In announcing the upcoming close of its $13.7 billion acquisition of Whole Foods on Thursday, Amazon also said that starting next week, it will offer lower prices on popular items, including "Whole Trade organic bananas, responsibly-farmed salmon, organic large brown eggs, animal-welfare-rated 85% lean ground beef, and more."
Here's why that's possible.
The other tech giants -- Apple, Alphabet, Microsoft and Facebook -- have operating margins for the latest quarter ranging from 23 percent to 47 percent. That's the percentage of profit left after subtracting all the costs of goods sold as well as expenses for research and development, sales and marketing and administration.
Amazon's operating margin for the second quarter was a paltry 1.7 percent. Whole Foods recorded operating profit of 4.8 percent.
For Jeff Bezos, that gap amounts to play money. Investors have continued to bet on Amazon, bidding the stock up 26 percent in the past year, despite Bezos' willingness to run with retail-like margins. With those kinds of returns, shareholders certainly aren't going to be asking for a buyback or dividend.
Whatever profit the company generates from its highly lucrative Amazon Web Services division gets consistently invested back into other projects, whether that's developing robots, drones and consumer devices, building fulfillment centers or buying movies and TV shows for its streaming service.

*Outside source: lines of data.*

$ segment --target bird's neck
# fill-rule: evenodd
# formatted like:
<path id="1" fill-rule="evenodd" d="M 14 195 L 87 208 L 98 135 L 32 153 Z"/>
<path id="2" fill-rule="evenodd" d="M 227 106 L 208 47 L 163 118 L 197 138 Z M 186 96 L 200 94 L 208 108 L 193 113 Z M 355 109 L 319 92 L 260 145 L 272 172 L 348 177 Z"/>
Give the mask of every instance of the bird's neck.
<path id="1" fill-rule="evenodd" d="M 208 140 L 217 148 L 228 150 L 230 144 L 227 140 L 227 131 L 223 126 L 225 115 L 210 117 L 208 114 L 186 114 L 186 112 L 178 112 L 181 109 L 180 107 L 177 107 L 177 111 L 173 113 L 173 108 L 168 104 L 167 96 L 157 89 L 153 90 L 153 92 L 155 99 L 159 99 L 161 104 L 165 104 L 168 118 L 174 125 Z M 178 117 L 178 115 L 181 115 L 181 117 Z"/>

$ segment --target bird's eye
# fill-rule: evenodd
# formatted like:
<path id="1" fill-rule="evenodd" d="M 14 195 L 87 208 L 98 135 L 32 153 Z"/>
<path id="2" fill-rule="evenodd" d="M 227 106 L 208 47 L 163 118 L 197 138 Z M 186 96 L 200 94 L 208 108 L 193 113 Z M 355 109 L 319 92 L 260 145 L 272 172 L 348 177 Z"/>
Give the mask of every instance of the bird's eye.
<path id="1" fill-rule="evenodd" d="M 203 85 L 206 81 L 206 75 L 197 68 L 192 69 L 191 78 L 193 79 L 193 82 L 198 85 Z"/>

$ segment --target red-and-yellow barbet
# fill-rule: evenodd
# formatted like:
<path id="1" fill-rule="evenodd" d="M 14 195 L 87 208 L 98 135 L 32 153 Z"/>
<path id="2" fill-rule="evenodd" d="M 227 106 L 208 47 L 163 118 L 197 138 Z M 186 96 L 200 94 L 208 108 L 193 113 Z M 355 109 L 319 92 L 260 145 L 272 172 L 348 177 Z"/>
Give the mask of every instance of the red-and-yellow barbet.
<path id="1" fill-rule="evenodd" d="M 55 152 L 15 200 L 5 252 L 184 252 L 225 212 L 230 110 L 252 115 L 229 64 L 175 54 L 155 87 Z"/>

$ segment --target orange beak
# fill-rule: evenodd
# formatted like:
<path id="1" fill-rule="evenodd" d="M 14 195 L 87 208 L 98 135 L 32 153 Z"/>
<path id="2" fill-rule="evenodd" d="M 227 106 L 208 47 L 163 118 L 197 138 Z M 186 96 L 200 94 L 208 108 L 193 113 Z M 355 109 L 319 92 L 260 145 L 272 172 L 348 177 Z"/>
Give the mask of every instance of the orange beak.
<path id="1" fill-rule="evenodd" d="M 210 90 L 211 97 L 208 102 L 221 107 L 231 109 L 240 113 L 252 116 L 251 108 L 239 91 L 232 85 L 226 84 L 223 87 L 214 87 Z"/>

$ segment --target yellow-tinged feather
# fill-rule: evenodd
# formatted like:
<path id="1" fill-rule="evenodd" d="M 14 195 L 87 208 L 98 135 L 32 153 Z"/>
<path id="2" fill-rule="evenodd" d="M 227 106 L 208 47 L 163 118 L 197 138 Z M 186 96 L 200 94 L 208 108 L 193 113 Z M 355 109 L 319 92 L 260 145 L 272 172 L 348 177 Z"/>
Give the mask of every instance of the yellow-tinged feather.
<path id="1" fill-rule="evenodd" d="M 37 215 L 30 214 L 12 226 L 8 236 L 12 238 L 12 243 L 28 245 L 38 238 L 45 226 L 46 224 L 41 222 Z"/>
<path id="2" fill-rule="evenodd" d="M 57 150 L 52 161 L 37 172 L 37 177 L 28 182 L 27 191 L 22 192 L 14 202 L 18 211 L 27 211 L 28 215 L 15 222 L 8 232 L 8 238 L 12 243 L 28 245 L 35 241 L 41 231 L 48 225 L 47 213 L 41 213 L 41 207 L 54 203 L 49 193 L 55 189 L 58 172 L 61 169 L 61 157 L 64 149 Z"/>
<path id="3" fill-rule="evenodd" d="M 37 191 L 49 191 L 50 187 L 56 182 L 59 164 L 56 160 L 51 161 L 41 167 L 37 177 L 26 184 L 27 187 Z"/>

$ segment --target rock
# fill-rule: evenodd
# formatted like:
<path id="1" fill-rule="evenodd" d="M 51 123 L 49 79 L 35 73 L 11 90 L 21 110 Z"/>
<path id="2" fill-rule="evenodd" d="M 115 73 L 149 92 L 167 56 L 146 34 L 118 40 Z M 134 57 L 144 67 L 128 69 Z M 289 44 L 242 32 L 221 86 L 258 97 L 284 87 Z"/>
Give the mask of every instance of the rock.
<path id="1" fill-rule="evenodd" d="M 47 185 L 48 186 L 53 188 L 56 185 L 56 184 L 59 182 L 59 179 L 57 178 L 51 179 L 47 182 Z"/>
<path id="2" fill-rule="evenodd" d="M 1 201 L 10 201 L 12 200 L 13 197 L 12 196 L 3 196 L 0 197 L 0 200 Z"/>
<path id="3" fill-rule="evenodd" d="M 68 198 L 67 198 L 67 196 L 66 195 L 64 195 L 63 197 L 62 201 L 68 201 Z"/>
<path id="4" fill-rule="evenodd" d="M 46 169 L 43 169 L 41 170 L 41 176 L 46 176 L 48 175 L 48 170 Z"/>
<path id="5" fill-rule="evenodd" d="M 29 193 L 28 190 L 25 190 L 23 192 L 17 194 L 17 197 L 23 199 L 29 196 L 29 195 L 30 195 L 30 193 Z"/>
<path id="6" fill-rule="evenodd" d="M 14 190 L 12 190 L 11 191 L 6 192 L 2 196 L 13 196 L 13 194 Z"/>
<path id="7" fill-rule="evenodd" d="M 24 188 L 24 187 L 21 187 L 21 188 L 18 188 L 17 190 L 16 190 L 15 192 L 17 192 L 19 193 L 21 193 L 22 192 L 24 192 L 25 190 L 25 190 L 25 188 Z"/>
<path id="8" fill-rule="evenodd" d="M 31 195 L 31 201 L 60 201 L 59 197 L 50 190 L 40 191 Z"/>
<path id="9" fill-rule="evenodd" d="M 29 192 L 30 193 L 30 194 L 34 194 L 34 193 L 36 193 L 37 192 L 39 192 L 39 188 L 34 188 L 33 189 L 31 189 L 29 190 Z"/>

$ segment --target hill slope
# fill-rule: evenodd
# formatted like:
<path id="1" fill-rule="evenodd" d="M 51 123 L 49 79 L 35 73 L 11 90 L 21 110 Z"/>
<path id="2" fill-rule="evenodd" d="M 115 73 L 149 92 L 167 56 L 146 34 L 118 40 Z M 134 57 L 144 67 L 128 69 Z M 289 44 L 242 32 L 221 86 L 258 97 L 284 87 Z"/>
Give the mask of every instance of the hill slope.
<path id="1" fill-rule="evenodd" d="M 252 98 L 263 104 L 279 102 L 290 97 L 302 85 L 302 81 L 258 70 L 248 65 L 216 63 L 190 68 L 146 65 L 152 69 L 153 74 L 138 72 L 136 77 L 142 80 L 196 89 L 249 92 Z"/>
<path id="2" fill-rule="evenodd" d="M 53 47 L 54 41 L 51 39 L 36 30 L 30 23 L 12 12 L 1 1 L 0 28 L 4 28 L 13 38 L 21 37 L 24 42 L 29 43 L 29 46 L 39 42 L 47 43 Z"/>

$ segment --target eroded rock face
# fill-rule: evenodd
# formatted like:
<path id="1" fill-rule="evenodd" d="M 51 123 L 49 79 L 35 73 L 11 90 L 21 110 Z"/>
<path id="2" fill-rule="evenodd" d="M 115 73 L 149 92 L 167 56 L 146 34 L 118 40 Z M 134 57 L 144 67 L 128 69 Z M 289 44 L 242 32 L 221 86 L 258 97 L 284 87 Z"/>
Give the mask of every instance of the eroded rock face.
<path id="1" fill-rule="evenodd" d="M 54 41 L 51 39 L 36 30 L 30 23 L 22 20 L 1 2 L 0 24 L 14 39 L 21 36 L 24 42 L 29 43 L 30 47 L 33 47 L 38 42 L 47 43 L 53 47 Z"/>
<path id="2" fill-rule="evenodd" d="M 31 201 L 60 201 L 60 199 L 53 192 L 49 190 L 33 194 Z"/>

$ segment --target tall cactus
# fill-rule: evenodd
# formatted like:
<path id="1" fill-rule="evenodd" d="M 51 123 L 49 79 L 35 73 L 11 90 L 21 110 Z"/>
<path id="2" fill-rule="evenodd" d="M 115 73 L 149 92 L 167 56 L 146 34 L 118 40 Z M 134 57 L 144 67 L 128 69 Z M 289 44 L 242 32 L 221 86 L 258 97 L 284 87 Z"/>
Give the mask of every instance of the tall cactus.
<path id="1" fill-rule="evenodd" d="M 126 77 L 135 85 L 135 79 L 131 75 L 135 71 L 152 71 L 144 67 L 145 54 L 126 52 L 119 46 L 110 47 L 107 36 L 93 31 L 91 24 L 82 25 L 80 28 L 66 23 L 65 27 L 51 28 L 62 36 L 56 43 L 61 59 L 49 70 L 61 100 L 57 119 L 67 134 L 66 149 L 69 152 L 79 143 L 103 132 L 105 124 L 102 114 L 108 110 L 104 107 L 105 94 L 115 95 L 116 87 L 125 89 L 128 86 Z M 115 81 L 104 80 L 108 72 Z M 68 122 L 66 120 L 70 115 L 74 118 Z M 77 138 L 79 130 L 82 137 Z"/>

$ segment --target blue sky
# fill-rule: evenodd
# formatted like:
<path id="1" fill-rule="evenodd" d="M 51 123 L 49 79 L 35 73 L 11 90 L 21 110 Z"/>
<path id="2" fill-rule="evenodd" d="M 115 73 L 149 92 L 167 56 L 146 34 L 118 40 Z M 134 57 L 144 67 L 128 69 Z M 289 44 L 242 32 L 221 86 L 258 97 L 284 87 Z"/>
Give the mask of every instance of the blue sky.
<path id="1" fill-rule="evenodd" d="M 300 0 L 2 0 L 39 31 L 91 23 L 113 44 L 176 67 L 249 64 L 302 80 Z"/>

Whole Foods will get similar treatment.
As analysts from research advisory firm Gordon Haskett wrote in a June report after the proposed deal, Bezos will get "a plethora of new teammates to help the company reduce costs, localize assortments and improve both in-store price/perceptions."
That's good news for kale lovers. And bad news for rival supermarkets that, until now, could at least refer to their upscale rival as "whole paycheck."